Dear Monty: How to protect your home equity in a divorce
Courtesy of Richard Montgomery
Reader question: I am separated from my husband. Instead of selling the house he wants to buy me out. He is a Realtor and wants me to pay 3 percent commission to him for this transaction. Is this legal? Rachel D.
Monty's answer: Hello, Rachel, and thanks for your question. The simple answer is that it is legal to pay a licensed real estate agent. States establish certain rules for determining the actions that create a contract. For example, a written contract that describes the property, the price, the term of the agreement and the amount or percentage of compensation is some of the rules in most states.
Food for thought
More significant, although you have not asked this question, is how the value of the property will be established? If your soon-to-be ex-husband wants to be paid a fee, he will have a legal obligation to represent you fairly in the transaction. There is an inherent conflict of interest here as he is both the buyer and the agent.
Strongly consider engaging an appraiser licensed by the state to evaluate the home and render their opinion of the home's value. Additionally, consider engaging a real estate agent other than your husband or one known to him to render a third opinion of value. There is an article titled " Valuing a home when buying or selling it " at www.DearMonty.com that explains why several opinions of value are important.

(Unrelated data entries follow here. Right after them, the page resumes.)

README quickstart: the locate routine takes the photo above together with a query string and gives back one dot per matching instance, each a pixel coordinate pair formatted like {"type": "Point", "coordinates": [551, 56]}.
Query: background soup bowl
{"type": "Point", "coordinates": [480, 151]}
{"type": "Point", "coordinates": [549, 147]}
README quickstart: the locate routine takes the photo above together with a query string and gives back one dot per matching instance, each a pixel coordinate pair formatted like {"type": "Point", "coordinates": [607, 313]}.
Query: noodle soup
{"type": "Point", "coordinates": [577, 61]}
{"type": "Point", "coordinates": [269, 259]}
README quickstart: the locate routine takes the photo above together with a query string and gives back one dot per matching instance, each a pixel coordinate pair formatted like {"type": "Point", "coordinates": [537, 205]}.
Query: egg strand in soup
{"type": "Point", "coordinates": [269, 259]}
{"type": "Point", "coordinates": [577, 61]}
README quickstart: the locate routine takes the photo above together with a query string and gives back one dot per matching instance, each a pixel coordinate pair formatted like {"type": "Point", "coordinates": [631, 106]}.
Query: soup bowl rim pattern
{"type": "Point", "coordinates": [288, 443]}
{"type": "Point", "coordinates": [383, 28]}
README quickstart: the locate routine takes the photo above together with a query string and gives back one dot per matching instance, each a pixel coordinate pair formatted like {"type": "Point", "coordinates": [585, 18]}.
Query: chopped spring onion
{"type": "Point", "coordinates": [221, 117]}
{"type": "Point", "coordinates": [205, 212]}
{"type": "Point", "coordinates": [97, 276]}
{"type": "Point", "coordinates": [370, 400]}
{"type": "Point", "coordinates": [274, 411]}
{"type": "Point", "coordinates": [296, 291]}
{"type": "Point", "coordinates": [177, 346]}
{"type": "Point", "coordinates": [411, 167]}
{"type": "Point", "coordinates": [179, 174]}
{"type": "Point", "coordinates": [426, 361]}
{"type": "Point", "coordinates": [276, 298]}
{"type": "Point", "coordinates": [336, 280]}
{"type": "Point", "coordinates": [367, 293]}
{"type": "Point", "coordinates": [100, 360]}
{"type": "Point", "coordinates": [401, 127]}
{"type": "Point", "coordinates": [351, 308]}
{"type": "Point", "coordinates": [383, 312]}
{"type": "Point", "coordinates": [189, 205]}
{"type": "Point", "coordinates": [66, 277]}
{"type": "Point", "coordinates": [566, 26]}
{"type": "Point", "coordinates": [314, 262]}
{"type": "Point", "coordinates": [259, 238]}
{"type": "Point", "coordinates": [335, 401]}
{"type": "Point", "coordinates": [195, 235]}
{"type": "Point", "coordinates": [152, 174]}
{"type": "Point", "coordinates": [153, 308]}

Which appraisal is accurate?
Chances are the opinions of all three sources will be different, and they can vary widely. Another article on www.DearMonty.com titled " Challenging a real estate appraisal " explains how to understand appraisals. It may be helpful.
Lastly, if you have not already done so, you may consider visiting a good attorney that specializes in divorce proceedings. Can your husband qualify for the mortgage on the property alone? Will you be removed from the mortgage? When starting a new life on your own, make certain that the division of property is fair.
Seek alternatives to halting loan payments
Reader question: Monty, we are trying to sell a manufactured house. We have people interested, but the banks make it impossible for the buyers to get a loan. We own the property and the loan is on the manufactured home itself. It is on pillars. We've thought about just letting the house go back to the bank and making them remove the home off of the property. What would be the downfall of doing that? Ginger P.
Monty's answer: Hello, Ginger, and thanks for your question. The downfall of allowing a loan of any kind go into default is that it will affect your credit. If you can get credit in the future, it could result in higher interest rates, tarnish your reputation and discourage potential employers.